Al-Qur’an
merupakan wahyu Allah secara langsung yang disampaikan kepada nabi Muhammad
SAW. Hal ini bisa dipahami seperti Allah berbicara kepada Muhammad, dan
Muhammad mendengarnya. Apa yang didengar Muhammad itulah yang kemudian ditulis
dan menjadi sebuah kitab yang bernama Al-Qur’an. Dengan perkataan lain, umat
islam percaya dan meyakini bahwa apa yang tertulis dalam Al-Qur’an adalah
merupakan kata-kata Allah SWT sendiri. Karena itu, umat islam menaruh hormat
yang tinggi kepada Al-Qur’an.
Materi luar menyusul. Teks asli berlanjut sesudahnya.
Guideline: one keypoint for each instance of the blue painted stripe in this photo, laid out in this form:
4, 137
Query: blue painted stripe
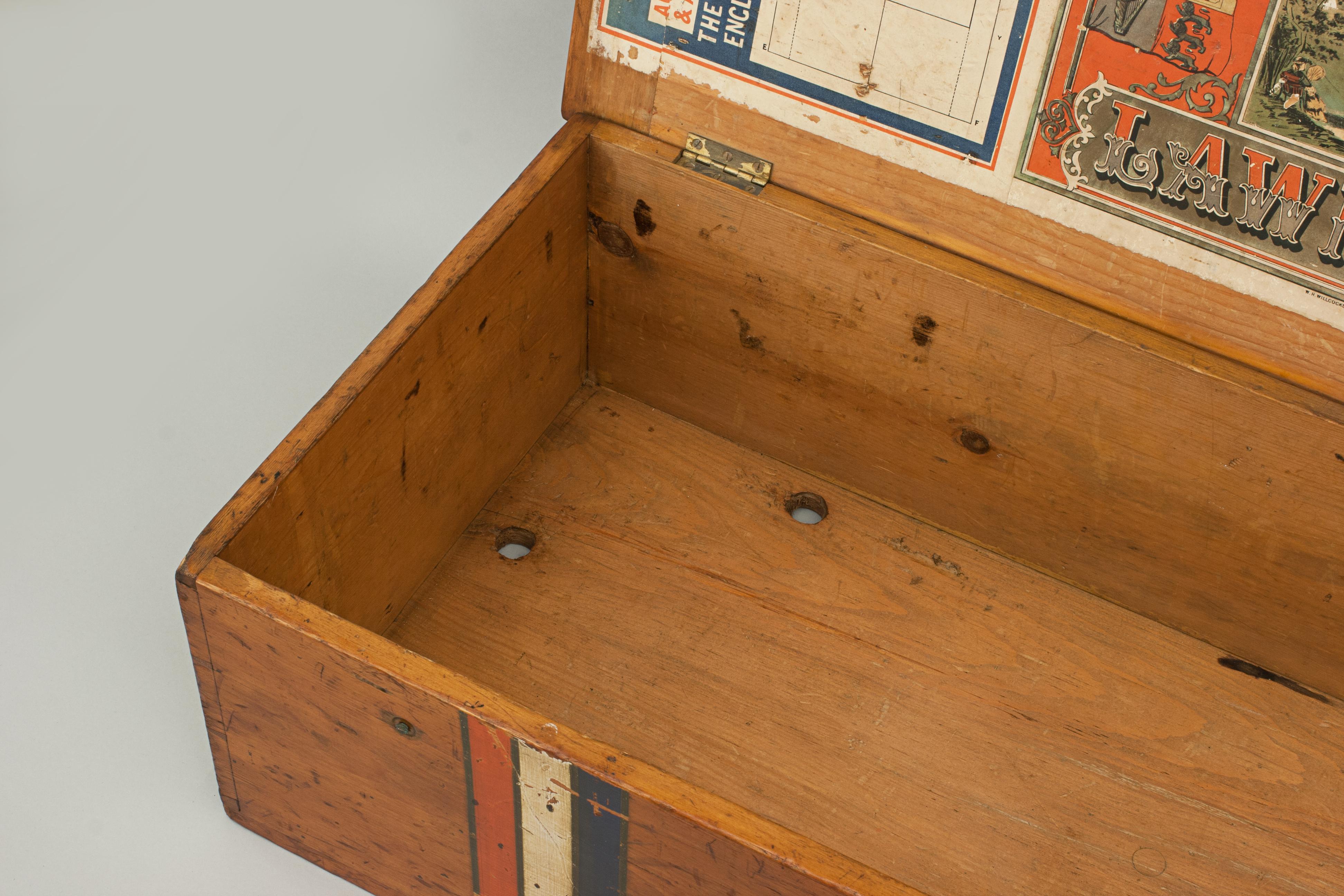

Pelecehan terhadap Al-Qur’an sama artinya
pelecehan kepada Allah SWT. Dan orang yang melakukan hal itu, berdasarkan
perintah Allah dalam Al-Qur’an, wajib dibunuh.
Berangkat
dari pemahaman ini, maka apa yang tertulis dalam surah al-Fatihah ayat 5 (dan
juga ayat-ayat lainnya) merupakan perkataan langsung dan asli dari Allah SWT. Allah
berbicara dan Muhammad mendengarnya. Apa yang tertulis di sana seperti itu juga
yang didengar oleh nabi Muhammad SAW. Teksnya berbunyi, “Hanya kepada Engkaulah kami menyembah dan hanya kepada Engkaulah kami
mohon pertolongan.”
Sepintas
tidak ada yang aneh dari teks tersebut. Namun bila ditelaah secara kritis, maka
pembaca yang masih mempunyai akal sehat akan tersenyum-senyum. Dalam surah
al-Fatihah itu dapat dikatakan Allah SWT berkata kepada Muhammad, “Hanya kepada
Engkaulah kami menyembah dan hanya kepada Engkaulah kami mohon pertolongan.” Cobalah
sejenak membayangkannya! Aneh dan lucu kan.
Dalam
kalimat itu terdapat dua keanehan. Pusat keanehan yang pertama ada pada kata ENGKAU.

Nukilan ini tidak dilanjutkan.